But the new "Rusty Brown" (which promises to become Ware's next epic, on par with Jimmy Corrigan, The Smartest Kid on Earth) has the potential to be a much more compassionate, enlightening tale. For one thing, we have a fresh start: the book begins in 1970-something when Rusty Brown is not the pathetic lump of pain we are familiar with, but a quiet, socially outcast child with a very interesting imagination.
There are still the usual bummers. When we are first introduced to the Rusty, he is pictured as a small figure at the bottom of the page, being beaten up by school bullies. (Sigh.) Later in the book we dutifully follow the life of a bee, from its escape out an open window, through the cycles of pollination, love, and, finally, being squished by an uncaring foot. Ware is the kind of guy likes to take you up just to put you down.
But beyond these typically dreary moments, the book sparkles with something almost like life. The lives, predictably, are not altogether happy, but neither are they systematically smushed. Here, Ware quietly ushers us into the psyches of outsiders: there is Rusty Brown (outcast, comics lover), Joanna Cole (Rusty's black homeroom teacher), Franlkin Christenson Ware (angsty po-mo art teacher), Chalky White (nervous new boy), Alison White (Chalky's spunky older sister), and W.K. Brown (Rusty's self-loathing dad). (Unlike Seth, Ware regularly writes stories starring both black-people and women-people -- two leaps of creative imagination that are not all that common in the world of art-comics.) We can only hope that future episodes will not rain too hard on the parade.
There are only a few comic artists through history who can match Ware in formal genius. One, certainly, is Winsor McCay, most famous for his 1900's newspaper serial, "Little Nemo in Slumberland". Every week between 1905 and 1910 -- and sporadically after that -- "Little Nemo" followed the dream-life of a boy, Nemo, and his fantastical, more-than-just-a-dream adventures through Slumberland. (Fans of Maurice Sendak's Where the Wild Things Are and In the Midnight Kitchen will have no problem spotting the lines of influence.) Today, McCay's work is a welcome salve for those of us who are fed up with the contemporary scene's predictable blend of nostalgia, mangy lives, and fancy books glorifying the mediocrity.
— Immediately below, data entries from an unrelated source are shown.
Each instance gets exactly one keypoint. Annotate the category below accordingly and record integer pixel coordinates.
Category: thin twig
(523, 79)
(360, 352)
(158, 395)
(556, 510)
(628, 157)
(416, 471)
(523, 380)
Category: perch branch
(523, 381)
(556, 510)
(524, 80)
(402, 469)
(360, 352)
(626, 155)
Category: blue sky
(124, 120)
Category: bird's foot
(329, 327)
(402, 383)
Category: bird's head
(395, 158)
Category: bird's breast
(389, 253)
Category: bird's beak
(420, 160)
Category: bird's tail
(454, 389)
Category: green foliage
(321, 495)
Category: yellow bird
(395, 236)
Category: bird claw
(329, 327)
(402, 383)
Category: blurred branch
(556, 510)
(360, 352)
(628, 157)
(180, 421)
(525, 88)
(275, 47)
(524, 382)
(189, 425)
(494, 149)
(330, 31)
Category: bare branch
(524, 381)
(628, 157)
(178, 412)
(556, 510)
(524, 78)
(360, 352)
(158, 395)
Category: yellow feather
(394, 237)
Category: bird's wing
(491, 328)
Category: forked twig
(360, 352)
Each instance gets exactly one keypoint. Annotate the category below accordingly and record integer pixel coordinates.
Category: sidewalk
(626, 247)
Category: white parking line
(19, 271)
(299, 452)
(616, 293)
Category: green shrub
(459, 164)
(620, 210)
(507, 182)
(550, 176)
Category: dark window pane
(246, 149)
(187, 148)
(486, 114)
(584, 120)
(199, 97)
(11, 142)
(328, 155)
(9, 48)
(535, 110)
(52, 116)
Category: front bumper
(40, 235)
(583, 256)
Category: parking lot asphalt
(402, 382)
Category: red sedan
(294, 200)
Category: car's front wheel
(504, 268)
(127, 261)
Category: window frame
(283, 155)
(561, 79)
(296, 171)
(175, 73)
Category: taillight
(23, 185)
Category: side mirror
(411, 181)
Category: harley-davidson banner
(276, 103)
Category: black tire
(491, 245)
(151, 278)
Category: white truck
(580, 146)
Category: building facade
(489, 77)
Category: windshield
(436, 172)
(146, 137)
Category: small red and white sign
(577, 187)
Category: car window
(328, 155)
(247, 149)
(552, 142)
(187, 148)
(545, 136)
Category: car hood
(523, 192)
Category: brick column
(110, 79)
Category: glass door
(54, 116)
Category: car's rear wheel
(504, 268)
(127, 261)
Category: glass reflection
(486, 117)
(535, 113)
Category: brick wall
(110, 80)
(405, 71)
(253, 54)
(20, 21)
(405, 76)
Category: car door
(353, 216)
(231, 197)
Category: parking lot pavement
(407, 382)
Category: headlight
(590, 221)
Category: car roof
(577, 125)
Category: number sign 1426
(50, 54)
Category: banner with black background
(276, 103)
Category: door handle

I shall not sing the entire opera of praises for Little Nemo that it deserves. Like Ware, McCay was a formal innovator, always looking for new ways to put the tools of comics -- panels, sequence, speech bubbles, and text -- in the service of narrative. But he also had a wild visual imagination. "Litle Nemo" is populated with giant sized butterflies, talking rabbits, upside down cities, strange distortions of space and time, and all manner of impish inversions of reality. His intricate, detailed, psychedelic drawings give these impossibilities a disorienting air of actuality.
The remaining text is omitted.